September, 2012

  • The Old New Thing

    When you transfer control across stack frames, all the frames in between need to be in on the joke

    • 13 Comments

    Chris Hill suggests discussing the use of structured exception handling as it relates to the window manager, and specifically the implications for applications which raise exceptions from a callback.

    If you plan on raising an exception and handling it in a function higher up the stack, all the stack frames in between need to be be in on your little scheme, because they need to be able to unwind. (And I don't mean "unwind" in the "have a beer and watch some football" sense of "unwind".)

    If you wrote all the code in between the point the exception is raised and the point it is handled, then you're in good shape, because at least then you have a chance of making sure they all unwind properly. This means either using RAII techniques (and possibly compiling with the /EHa flag to convert asynchronous exceptions to synchronous ones, so that Win32 exceptions will also trigger unwind; although that has its own problems since the C++ exception model is synchronous, not asynchronous) or judiciously using try/finally (or whatever equivalent exists in your programming language of choice) to clean up resources in the event of an unwind.

    But if you don't control all the frames in between, then you can't really guarantee that they were written in the style you want.

    In Win32, exceptions are considered to be horrific situations that usually indicate some sort of fatal error. There may be some select cases where exceptions can be handled, but those are more the unusual cases than the rule. Most of the time, an exception means that something terrible has happened and you're out of luck. The best you can hope for at this point is a controlled crash landing.

    As a result of this overall mindset, Win32 code doesn't worry too much about recovering from exceptions. If an exception happens, then it means your process is already toast and there's no point trying to fix it, because that would be trying to reason about a total breakdown of normal functioning.

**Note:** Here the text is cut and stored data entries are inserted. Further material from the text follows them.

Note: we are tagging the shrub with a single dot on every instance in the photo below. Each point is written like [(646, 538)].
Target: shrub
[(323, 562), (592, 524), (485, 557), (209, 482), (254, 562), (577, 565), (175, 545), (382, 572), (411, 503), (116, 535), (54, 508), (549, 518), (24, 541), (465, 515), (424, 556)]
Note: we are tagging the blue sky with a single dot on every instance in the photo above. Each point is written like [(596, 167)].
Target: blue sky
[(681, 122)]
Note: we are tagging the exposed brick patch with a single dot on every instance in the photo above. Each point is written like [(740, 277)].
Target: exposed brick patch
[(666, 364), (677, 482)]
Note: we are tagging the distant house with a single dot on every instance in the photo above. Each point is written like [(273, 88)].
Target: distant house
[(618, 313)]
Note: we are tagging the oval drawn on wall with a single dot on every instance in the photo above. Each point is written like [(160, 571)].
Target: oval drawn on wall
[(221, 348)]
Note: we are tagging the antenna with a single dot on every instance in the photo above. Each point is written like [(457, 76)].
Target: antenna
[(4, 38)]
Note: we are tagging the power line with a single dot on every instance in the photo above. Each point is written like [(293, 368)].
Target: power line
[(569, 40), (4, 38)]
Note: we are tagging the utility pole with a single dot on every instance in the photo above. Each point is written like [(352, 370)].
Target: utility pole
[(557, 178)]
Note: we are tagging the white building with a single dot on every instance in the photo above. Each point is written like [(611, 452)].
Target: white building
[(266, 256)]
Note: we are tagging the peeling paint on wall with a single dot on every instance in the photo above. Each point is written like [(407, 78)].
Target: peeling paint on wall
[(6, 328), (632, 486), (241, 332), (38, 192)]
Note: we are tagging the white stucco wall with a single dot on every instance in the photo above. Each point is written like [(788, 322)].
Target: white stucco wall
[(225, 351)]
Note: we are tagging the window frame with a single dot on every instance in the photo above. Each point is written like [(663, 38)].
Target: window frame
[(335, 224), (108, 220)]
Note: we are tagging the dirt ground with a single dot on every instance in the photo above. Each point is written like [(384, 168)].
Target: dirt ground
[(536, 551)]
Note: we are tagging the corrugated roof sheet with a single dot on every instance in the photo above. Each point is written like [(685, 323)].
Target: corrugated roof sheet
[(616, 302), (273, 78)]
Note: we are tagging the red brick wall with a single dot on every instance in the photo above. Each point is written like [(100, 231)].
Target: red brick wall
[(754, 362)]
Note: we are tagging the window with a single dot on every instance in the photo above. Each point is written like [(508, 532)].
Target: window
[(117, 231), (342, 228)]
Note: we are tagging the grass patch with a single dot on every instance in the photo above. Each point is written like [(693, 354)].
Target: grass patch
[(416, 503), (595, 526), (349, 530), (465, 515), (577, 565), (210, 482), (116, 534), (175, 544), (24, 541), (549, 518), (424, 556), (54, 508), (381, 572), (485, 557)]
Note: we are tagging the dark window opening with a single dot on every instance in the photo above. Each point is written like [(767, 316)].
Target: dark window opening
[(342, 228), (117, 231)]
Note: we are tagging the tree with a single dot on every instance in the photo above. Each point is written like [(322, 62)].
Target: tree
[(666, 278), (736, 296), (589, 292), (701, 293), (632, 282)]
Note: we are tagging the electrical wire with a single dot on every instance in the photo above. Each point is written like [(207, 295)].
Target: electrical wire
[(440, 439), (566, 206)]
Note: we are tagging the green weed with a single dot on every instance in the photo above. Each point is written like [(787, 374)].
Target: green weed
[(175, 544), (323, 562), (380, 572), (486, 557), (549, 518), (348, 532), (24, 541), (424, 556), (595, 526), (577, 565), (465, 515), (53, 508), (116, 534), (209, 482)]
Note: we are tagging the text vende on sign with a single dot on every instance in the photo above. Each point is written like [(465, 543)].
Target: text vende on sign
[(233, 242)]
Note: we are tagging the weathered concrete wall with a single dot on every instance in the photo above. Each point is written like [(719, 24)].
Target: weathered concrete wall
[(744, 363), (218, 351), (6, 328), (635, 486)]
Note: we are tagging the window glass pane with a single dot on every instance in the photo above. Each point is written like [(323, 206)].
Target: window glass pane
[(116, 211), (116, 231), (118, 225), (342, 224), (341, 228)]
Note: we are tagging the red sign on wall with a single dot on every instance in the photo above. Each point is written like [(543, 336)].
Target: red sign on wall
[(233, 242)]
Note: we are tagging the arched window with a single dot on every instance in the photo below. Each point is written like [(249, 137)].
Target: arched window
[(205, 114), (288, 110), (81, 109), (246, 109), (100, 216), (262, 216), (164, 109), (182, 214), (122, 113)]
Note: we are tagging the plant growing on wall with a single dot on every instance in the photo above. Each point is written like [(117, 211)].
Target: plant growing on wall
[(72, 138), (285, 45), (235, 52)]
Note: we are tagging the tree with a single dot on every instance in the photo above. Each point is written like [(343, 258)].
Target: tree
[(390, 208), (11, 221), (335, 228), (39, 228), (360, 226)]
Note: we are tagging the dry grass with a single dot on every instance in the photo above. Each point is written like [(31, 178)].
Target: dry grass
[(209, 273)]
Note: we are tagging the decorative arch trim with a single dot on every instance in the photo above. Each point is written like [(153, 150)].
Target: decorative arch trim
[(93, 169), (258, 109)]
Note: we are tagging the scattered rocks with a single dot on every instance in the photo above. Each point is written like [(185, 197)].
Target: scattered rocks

As a general rule generic Win32 code is not exception-safe.

    Consider a function like this:

    struct BLORP
    {
        int Type;
        int Count;
        int Data;
    };
    
    CRITICAL_SECTION g_csGlobal; // assume somebody initialized this
    BLORP g_Blorp; // protected by g_csGlobal
    
    void SetCurrentBlorp(const BLORP *pBlorp)
    {
        EnterCriticalSection(&g_csGlobal);
        g_Blorp = *pBlorp;
        LeaveCriticalSection(&g_csGlobal);
    }
    
    void GetCurrentBlorp(BLORP *pBlorp)
    {
        EnterCriticalSection(&g_csGlobal);
        *pBlorp = g_Blorp;
        LeaveCriticalSection(&g_csGlobal);
    }
    

    These are perfectly fine-looking functions from a traditional Win32 standpoint. They take a critical section, copy some data, and leave the critical section. The only thing¹ that could go wrong is that the caller passed a bad pointer. In the case of Terminate­Thread, we're already in the world of "don't do that" If that happens, a STATUS_ACCESS_VIOLATION exception is raised, and the application dies.

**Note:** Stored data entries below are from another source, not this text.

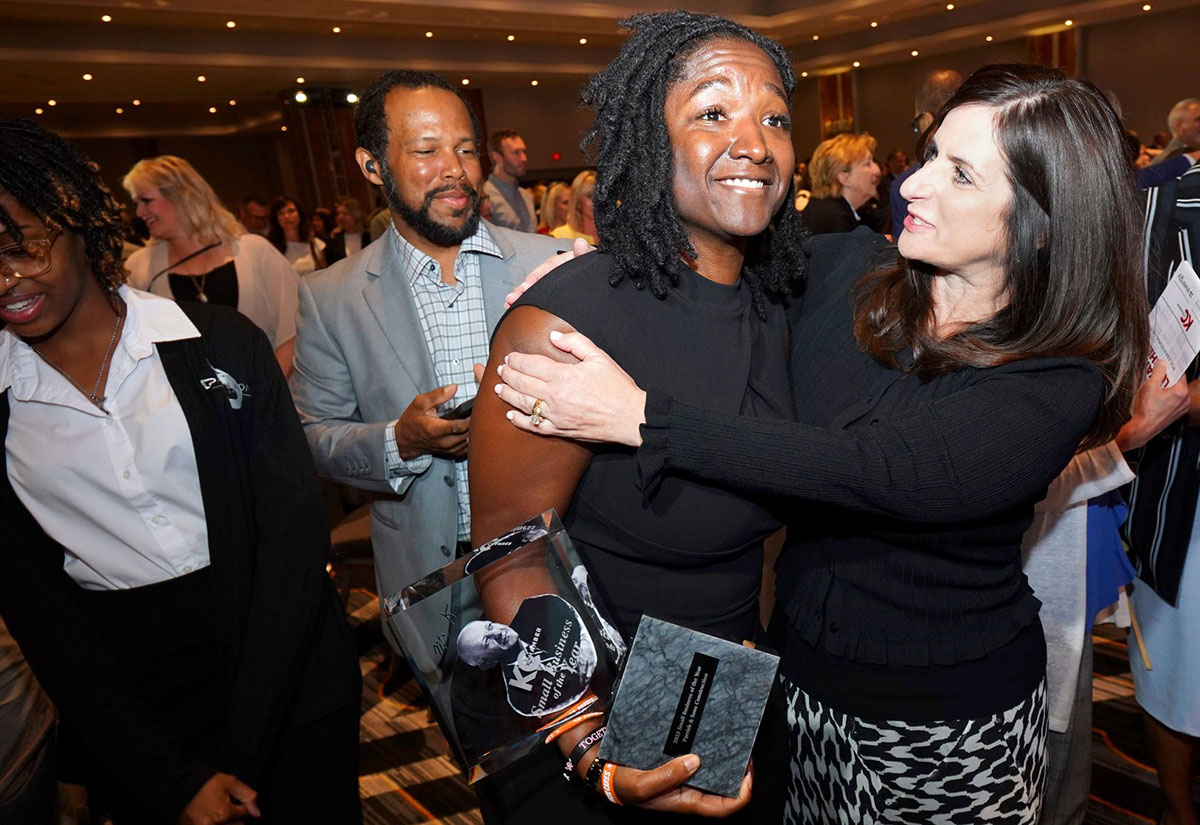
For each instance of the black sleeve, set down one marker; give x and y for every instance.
(967, 455)
(78, 672)
(291, 548)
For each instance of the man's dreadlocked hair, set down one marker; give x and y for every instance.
(635, 209)
(54, 180)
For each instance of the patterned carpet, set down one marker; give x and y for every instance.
(407, 775)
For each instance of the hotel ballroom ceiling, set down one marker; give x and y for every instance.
(133, 67)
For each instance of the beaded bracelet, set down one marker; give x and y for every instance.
(592, 780)
(607, 782)
(581, 748)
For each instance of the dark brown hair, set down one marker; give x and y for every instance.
(1072, 240)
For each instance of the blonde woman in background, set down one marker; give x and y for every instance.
(580, 217)
(845, 178)
(555, 206)
(199, 252)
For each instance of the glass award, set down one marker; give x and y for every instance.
(509, 643)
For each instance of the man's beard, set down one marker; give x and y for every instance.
(420, 220)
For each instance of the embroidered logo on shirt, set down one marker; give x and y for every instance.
(234, 391)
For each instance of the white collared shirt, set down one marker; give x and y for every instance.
(120, 492)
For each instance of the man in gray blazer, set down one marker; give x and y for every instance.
(387, 338)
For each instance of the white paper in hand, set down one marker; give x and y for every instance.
(1174, 327)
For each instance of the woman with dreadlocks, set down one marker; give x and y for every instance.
(937, 396)
(693, 205)
(163, 564)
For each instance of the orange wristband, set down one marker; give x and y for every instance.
(609, 782)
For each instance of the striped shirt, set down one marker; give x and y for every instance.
(455, 329)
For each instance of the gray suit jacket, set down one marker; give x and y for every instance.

    But what if your program decides to handle the access violation? Maybe pBlorp points into a memory-mapped file, and there is an I/O error paging the memory in, say because it's a file on the network and there was a network hiccup. Now you have two problems: The critical section is orphaned, and the data is only partially copied. (The partial-copy case happens if the pBlorp points to a BLORP that straddles a page boundary, where the first page is valid but the second page isn't.) Just converting this code to RAII solves the first problem, but it doesn't solve the second, which is kind of bad because the second problem is what the critical section was trying to prevent from happening in the first place!

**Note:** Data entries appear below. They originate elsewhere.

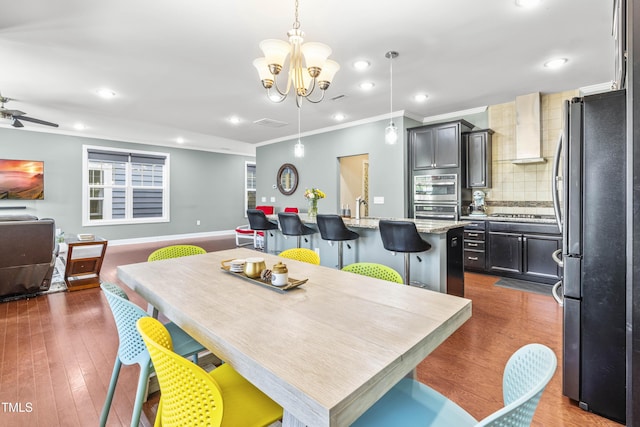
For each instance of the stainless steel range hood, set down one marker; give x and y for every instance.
(528, 134)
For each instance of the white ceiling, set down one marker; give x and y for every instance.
(181, 69)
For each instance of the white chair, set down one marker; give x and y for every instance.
(411, 403)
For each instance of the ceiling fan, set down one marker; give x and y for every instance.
(17, 116)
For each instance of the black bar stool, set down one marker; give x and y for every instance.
(291, 225)
(332, 228)
(258, 222)
(403, 237)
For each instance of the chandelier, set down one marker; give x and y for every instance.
(391, 131)
(316, 71)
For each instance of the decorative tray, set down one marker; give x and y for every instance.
(293, 283)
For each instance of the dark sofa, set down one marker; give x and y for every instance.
(28, 252)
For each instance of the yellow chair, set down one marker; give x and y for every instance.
(189, 396)
(175, 251)
(301, 254)
(372, 269)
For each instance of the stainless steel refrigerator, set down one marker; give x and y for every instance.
(591, 190)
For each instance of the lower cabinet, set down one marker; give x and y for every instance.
(524, 253)
(474, 246)
(513, 249)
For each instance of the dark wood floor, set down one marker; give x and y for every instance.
(57, 353)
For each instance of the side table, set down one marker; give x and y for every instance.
(84, 260)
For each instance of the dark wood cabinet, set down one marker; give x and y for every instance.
(537, 250)
(506, 253)
(478, 151)
(84, 260)
(523, 250)
(474, 246)
(437, 146)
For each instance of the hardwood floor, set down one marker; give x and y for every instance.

    void SetCurrentBlorp(const BLORP *pBlorp)
    {
        CriticalSectionLock lock(&g_csGlobal);
        g_Blorp = *pBlorp;
    }
    
    void GetCurrentBlorp(BLORP *pBlorp)
    {
        CriticalSectionLock lock(&g_csGlobal);
        *pBlorp = g_Blorp;
    }
    

    Suppose somebody calls Set­Current­Blorp with a BLORP whose Type and Count are in readable memory, but whose Data is not. The code enters the critical section, copies the Type and Count, but crashes when it tries to copy the Data, resulting in a STATUS_ACCESS_VIOLATION exception. Now suppose that somebody unwisely decides to handle this exception. The RAII code releases the critical section (assuming that you compiled with /EHa), but there's no code to try to patch up the now-corrupted g_Blorp. Since the critical section was probably added to prevent g_Blorp from getting corrupted, the result is that the thing you tried to protect against ended up happening anyway.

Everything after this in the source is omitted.